Word to the wise, LED lights are crazy BRIGHT! Be forewarned that you may light up the entire neighborhood if you rock the LED en masse.
As for the whole LED vs non-LED, cool-white vs. warm-white debate.... obviously we landed on LED cool-white lights, and for a variety of reasons. 1) LED lights save on the energy bill, so we loved that idea. 2) The cool-white LED lights came in giant spools for a good price. You can get warm-white LED lights these days, but not in bulk, and they are more expensive so it would have been much pricier to go that route. Also, I do love how the cool-white matches the cool blue of the house. I never thought twice about matching your Christmas lights to the color of your house before, but this is yet again another sign of how OCD I am about colors matching. Plus, the lights are so bright that you really can see the color of the house at night, so it does make me happy that it doesn't clash.

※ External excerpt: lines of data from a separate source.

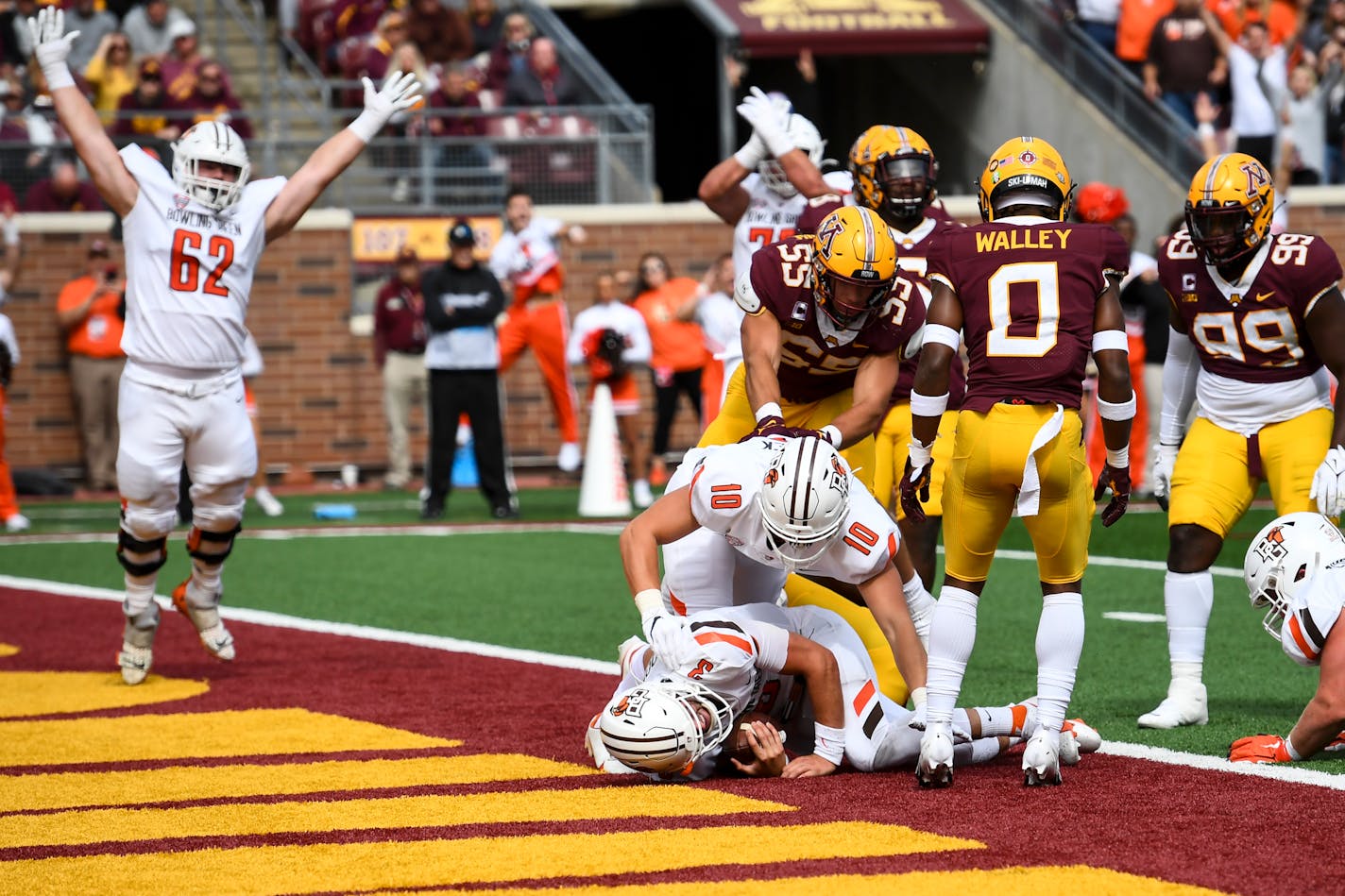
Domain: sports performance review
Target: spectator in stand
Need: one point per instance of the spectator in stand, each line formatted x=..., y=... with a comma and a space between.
x=487, y=25
x=542, y=82
x=143, y=113
x=1183, y=59
x=111, y=75
x=510, y=54
x=89, y=310
x=608, y=338
x=213, y=101
x=462, y=301
x=1134, y=28
x=93, y=27
x=357, y=18
x=9, y=515
x=1258, y=82
x=62, y=192
x=148, y=27
x=1303, y=116
x=1098, y=19
x=441, y=32
x=181, y=62
x=679, y=354
x=400, y=353
x=527, y=257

PUBLIC SERVICE ANNOUNCEMENT: Do not EVER mix cool-white and warm-white lights. It's a huge pet peeve of mine when people do that -- just because they are both "WHITE" doesn't mean they are actually the same color, or that they look good together!!! See Exhibit A:
As for the process of getting those bad boys on the house, this was the first time that Phil or I had ever put Christmas lights on a house before (wrapping a strand or two around our apartment's patio railing was about as far as we'd ever gotten), so it was a new learning experience for us. I had imagined just gaily sticking up lights while singing Christmas carols and drinking hot cocoa without a care in the world. But, turns out, hanging Christmas lights (at least as a first-timer) is a hard, painstaking, frustrating, bickering-inducing process. We started with a general plan and idea for what we wanted to do, but quickly found out that there are a lot of details to hammer out before you can actually start...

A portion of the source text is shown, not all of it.